Karl Thoennessen, the force behind Rogue Territory, is launching a brand new brand, RGT.A.

Like his first brand, RGT.A will be high on quality and entirely 'Made in LA,' but otherwise is an entirely fresh start. Unlike traditional labels, RGT.A's collections will drop as limited-edition capsules when and where inspiration hits, rather than sticking to a strict season-by-season calendar.

The inaugural collection, sold exclusively at Need Supply Co., will include a reversible camo jacket, five-pocket jeans, classic oxfords, rip-stop trousers, faded sweatshirts, and graphic t-shirts. Each piece is a contemporary twist on a classic garment, all with a purposeful functionality and clean look.

Give us a primer on RGT.A. What’s the elevator pitch?
RGT.A is an apparel brand that blends classic American sportswear, military garment design, streetwear and skateboarding to produce a clean, elevated offering.
Rather than being an extension of Rogue Territory, RGT.A is a fresh direction. Still, we wonder how the original might filter into or inform the new brand.
Since RGT.A is a personal exploration of concepts outside of what we've built with RGT, there won't be a strong association, but inherently the two brands are linked because they both coexist to build a larger picture of what the RGT universe is and can be. The commonality would lie expressly in the focus on producing well crafted, made in LA garments, but styling, fit, reference material, brand voice, and approach to design will be unique to the individual brand.









"I grew up skateboarding—I loved streetwear and graphic tees and I started to explore vintage military, heritage Americana and raw denim. As my tastes evolve, I am really curious to explore what a brand could look like if it plays in all of those spaces at the same time. RGT.A is the union of all of these things."
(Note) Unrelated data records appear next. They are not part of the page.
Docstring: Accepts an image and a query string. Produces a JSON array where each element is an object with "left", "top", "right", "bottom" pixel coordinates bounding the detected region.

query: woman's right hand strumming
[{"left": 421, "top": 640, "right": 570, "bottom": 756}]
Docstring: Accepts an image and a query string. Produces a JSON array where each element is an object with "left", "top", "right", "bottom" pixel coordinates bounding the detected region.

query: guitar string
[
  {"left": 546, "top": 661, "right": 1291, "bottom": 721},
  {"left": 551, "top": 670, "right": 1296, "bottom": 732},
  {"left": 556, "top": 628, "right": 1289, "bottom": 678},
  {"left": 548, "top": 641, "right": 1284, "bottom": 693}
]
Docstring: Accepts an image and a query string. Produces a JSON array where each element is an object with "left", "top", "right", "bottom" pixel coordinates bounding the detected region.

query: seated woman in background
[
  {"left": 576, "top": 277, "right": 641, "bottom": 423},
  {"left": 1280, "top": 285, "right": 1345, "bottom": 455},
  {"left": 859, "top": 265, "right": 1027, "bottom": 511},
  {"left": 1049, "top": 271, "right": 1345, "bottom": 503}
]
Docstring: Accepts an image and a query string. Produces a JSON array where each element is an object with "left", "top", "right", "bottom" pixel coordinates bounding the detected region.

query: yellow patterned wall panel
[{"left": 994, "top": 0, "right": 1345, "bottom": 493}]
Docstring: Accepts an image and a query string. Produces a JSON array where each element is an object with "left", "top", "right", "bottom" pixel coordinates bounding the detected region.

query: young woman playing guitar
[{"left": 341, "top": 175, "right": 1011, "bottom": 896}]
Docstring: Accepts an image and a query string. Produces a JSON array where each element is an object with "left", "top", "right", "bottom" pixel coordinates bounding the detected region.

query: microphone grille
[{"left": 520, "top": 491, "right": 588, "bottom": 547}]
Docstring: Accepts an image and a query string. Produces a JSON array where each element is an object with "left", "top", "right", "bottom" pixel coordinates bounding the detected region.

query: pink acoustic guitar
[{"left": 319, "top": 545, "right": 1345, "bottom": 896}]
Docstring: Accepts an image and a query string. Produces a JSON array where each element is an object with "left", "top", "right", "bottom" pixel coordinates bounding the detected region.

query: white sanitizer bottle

RGT.A won't stick to a seasonal schedule, but instead will be a series of capsule collections. How often do you envision them dropping every year?
The approach to RGT.A is to make things when we want, and not be limited to the schedule of the traditional fashion industry—to have the freedom and flexibility to let inspiration drive the product and its releases. Sometimes we'll work on an idea or a theme that we believe merits a collection. Other times we may just want to print some tees or make a new jacket. The idea is for the brand to be nimble enough to take an idea or concept and bring it to market in a relatively short amount of time.
How about a rundown of the inaugural collection? What's it all about and how does it relate to the larger story?
This inaugural collection was intended to act as a foundation on which to build future collections. We wanted to set the tone through imagery and styling in order to establish what RGT.A could be to our customers, not what it should be. RGT.A will feature fuller fits, simplified garment construction and bold graphic prints. As the brand progresses, graphic elements and typography will play a larger role in conveying a feeling or concept that we're inspired by.